19.11.2005, Houston, TX; "Toyota Center"

 

 

 

McCartney soars to higher level 

By MICHAEL D. CLARK
The Beatles 101 class is over. On his current tour, Paul McCartney has taken his two-hour-plus stage show to a much more advanced level, and he brought a sold-out Houston crowd along for the ride.

Three years ago, McCartney came to the U.S. with a career-spanning, greatest-hits set built for even the most casual fan. Saturday at the Toyota Center he returned in support of his new album, Chaos and Creation in the Backyard, and a broad-based set list of songs culled from his days in Wings, the Beatles and even his pre-Beatles band, the Quarrymen.

For the die-hard crowd of fifty- and sixty-somethings that made up the majority of the audience, McCartney served up some lesser-known Beatles favorites such as I'll Follow the Sun and Good Day Sunshine for the first time in a long time and possibly for the last time ever.

The influential pull that the Beatles and McCartney had on rock 'n' roll could be seen in the faces of the fans.

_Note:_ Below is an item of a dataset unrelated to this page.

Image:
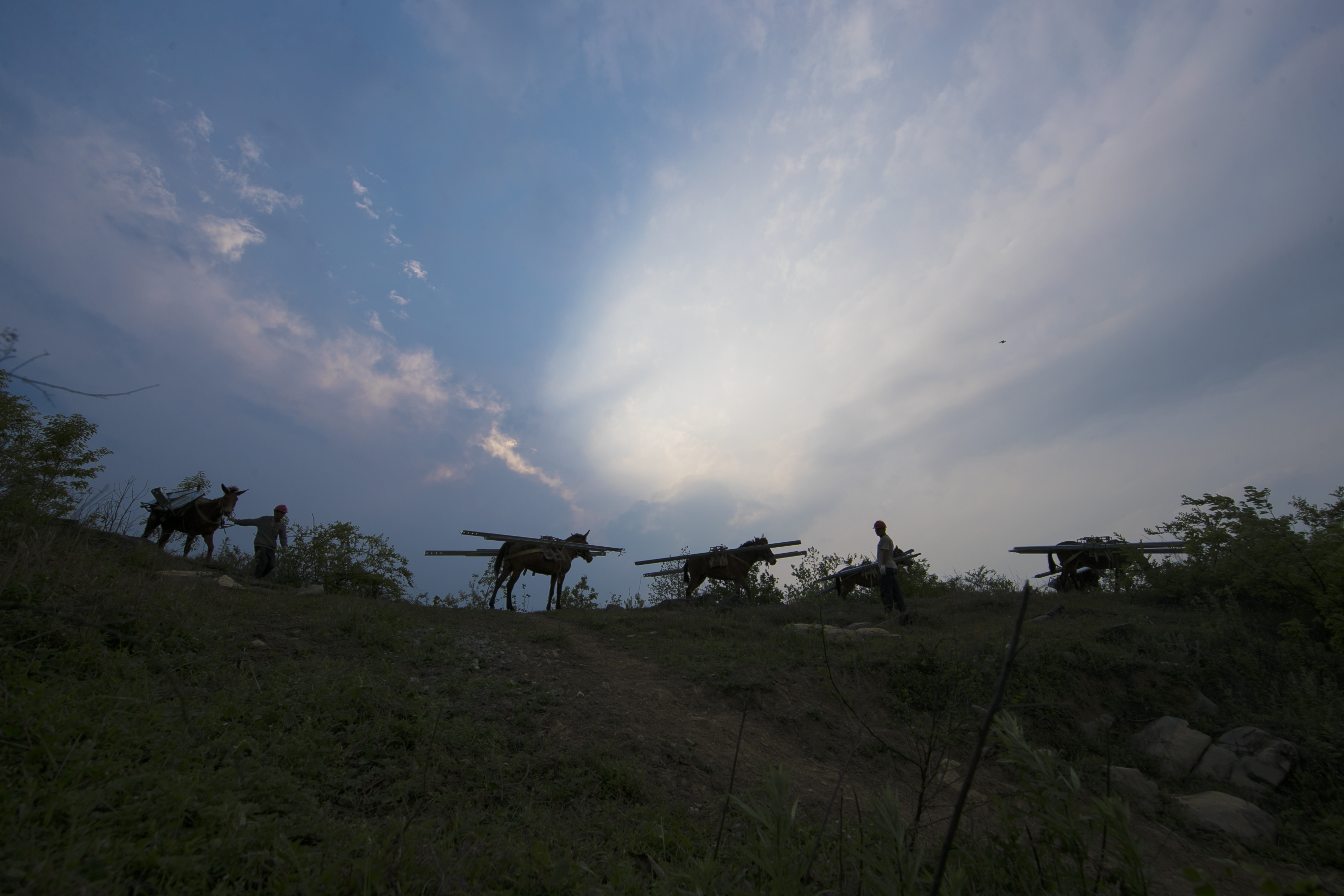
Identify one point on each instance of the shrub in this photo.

Tucked between all the adults were listeners of all ages, including two shirtless kids with McCartney's initials painted on their torsos, rocking out as though they were watching Nickelback or Staind. McCartney gave them plenty of memorable moments and even whipped up a few daring song choices.

Magical Mystery Tour wasn't as effective an opening song as Hello, Goodbye was three years ago, but it did offer an enormity to the occasion heightened by the deafening audience screams in between verses.

McCartney's risks provided some of the best and worst moments of the show. The decision to feature forgotten solo song Flaming Pie as the second song briefly broke the early rush of momentum. But the skiffle-influenced guitar and harmonica harmonies of I'll Get You (the flip side of She Loves You in 1963) was the audio equivalent of finding a forgotten $100 bill in a pants pocket. You didn't realize it was lost until you found it.

Among the most enjoyable early songs were two that McCartney called "smoochy songs": Til There Was You and In Spite of All the Danger, both of which date to his days in the pre-Beatles band the Quarrymen.

In those moments, the joy on McCartney's face as he relived his past reminded listeners of a younger artist, an enthusiastic musician who once was seen with John, George and Ringo working a hard day's night in British and German clubs more than 40 years ago.